Li first energy (Homework 6-325)
1. Use the variational principle with a trial wave function $\psi(1, 2) = \psi(r1) \psi(r2) \chi0$, where $\psi(r) = (\zeta( 3/ )1/\pi)^{1/2}e^{-ζr}$ (in atomic units), to estimate the ground state energy of a Li+ ion. Express your result in both Hartrees and eV. Compare the “effective charge” $\zeta$ with that
for a He atom.
Li has Z=3 and $Li^+$ has just 2 electrons on the 1s2 shell.

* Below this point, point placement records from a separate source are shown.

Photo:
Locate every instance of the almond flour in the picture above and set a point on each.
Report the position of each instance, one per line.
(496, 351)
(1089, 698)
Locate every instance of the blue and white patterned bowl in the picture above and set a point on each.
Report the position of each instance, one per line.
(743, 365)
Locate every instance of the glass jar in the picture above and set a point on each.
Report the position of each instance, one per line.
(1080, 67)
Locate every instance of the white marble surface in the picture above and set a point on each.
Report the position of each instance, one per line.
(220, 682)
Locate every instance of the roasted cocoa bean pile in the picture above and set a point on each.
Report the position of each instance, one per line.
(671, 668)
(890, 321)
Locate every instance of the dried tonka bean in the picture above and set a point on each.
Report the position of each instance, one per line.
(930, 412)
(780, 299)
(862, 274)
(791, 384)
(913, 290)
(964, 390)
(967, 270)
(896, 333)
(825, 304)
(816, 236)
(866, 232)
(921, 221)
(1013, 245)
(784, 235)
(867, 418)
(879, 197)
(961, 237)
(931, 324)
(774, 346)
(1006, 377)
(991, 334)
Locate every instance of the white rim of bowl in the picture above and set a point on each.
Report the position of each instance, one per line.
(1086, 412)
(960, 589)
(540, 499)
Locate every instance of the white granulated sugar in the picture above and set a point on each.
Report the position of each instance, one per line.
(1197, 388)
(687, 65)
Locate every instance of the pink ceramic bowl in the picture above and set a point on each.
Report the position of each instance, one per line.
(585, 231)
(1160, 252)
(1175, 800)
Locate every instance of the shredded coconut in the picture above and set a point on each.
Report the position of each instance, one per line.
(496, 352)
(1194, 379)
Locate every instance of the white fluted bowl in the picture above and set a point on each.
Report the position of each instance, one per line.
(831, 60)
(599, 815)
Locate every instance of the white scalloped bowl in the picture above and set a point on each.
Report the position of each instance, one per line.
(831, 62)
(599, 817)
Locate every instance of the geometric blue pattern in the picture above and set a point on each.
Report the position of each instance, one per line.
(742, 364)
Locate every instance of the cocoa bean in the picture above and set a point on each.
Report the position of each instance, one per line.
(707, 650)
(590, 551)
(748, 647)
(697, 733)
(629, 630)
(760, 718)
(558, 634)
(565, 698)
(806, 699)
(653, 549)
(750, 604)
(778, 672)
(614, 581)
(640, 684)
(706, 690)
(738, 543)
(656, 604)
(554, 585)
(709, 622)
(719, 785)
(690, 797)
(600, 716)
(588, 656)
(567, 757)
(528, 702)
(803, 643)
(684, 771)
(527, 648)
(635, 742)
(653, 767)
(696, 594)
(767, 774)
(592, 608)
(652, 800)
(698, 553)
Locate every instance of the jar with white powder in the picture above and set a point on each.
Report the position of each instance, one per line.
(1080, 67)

Therefore the wave function is
$Ψ(1,2)=√(ξ^3/π)*exp[-ξ(r_1+r_2 ) ]$
For Li the Hamiltonian is
$H=-ℏ^2/2m*(∇_1^2+∇_2^2 )-e^2/(4πϵ_0 )*[3/r_1 +3/r_2 -1/(|(r_1 ⃗)-(r_2 ⃗)|)$
This Hamiltonian can be rearranged as
$H={-ℏ^2/2m*(∇_!^2+∇_2^2 )-e^2/(4πϵ_0 ) [ξ/r_1 +ξ/r_2 ] }+$
$+{e^2/(4πϵ_0 ) [(ξ-3)/r_1 +(ξ-3)/r_2 ] }+{e^2/(4πϵ_0 )*1/(|(r_1 ⃗) -(r_2 ⃗))}$
Therefore
$<H> =2ξ^2 E_1+2(ξ-3)*e^2/(4πϵ_0 )*〈1/r〉+ <V_ee>$
where $V_ee$ is the exchange interaction given by the last ${…}$
The unknown values of $<1/r>$ and $<V_ee>$ are computed for the effective charge $ξ (=Z/a)$ so that
$<1/r> =ξ$ and $<V_ee>=-5ξ/4*E_1$
So that finally
$<H> =[2ξ^2-4ξ(ξ-3)-5ξ/4]*E_1=[-2ξ^2+43/4 ξ]*E_1$ with $E_1=-13.6 eV$
The variational principle implies
$(d<H>)/dξ=0 so that-4ξ+43/4=0 or ξ=2.6875$
$<H>=-196.46 eV=-7.22 Ha$
The effective charge of nucleus in Li is $ξ=2.6875$ (screened down by the electrons from the theoretical value of Z=3). For comparison He has an an effective charge of $ξ=1.69$ (down from Z=2). Since He has a smaller nucleus positive charge its charge is more screened by the two outside electrons than in Li+.